After the reinforcing bars 14 are arranged, concrete is cast on the bottom slabs 6 and 7. If the bottom slabs 6 and 7 become the lower-side formwork and the horizontal support 11 and the support 12 are removed after the concrete has solidified, a road slab having the concrete wall rail 1 as shown in FIG. 4D is completed.

FIG. 4 (E) shows the joint structure of the adjacent concrete wall rail 1, and the partial forms 19 and 20 are applied to the inner and outer surfaces of the connection part of the concrete wall rail 1, so that the two forms 1 are joined.
Concrete may be cast after the reinforcing bar 21 is assembled between the reinforcing bars 9 and 20, and a dowel anchor may be provided in advance at the end of the concrete railing 1 in order to improve the connection strength.

[0021]

As described above, according to the present invention, a road floor slab can be constructed only by placing a concrete railing and a floor slab on a main girder and pouring concrete. There is no need for shoring and scaffolding between girders, so that construction costs can be reduced by greatly reducing labor and shortening the construction period, and a wooden formwork is not required.

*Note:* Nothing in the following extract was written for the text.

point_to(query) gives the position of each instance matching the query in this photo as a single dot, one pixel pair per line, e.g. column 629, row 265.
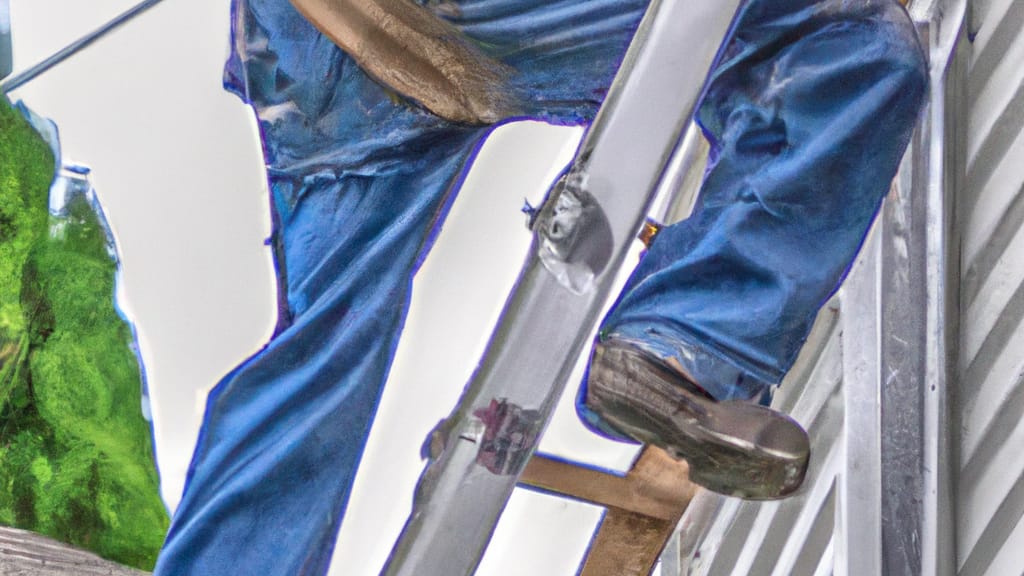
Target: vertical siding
column 990, row 506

Further, since the concrete wall railings and floor slabs are manufactured in factories and on-site yards, the quality is constant, and the use of lattice beams makes it easy to control the arrangement of the reinforcing bars, thereby enabling excellent quality control.

Further, the same type of construction as the conventional slab can be performed, and since the slab is a driven formwork, excellent extra strength can be obtained. It can be used not only for new slabs but also for widening works and remodeling works. It is available.

[Brief description of the drawings]

FIG. 1 is a perspective view showing a construction method of the present invention.

FIG. 2 (A) is a vertical cross-sectional view showing a state of being installed on a main girder,
(B) is a plan view of the same.

FIG. 3A is a cross-sectional view showing a reinforcing bar arrangement state, and FIG.
Is an enlarged view showing a portion of a reinforcing bar and a lattice beam, and FIG.

4 (A) to 4 (E) are explanatory views showing a construction process of a floor slab.

[Explanation of symbols]

 DESCRIPTION OF SYMBOLS 1 Concrete wall railing 2 Floor slab 3 Main girder 4,8 Lattice beam 5,14 Reinforcement 6,7 Bottom slab 10 Joint

Claims (1)

[Claims] 1. A concrete wall balustrade in which a beam and a reinforcing bar are projected on one side of a lower portion and a bottom slab is provided on the lower surface, and a floor slab provided with a beam on the bottom slab is manufactured in advance. A road slab construction method characterized by placing concrete on the bottom slab after installing it on the main girder and arranging the bottom slab on both sides.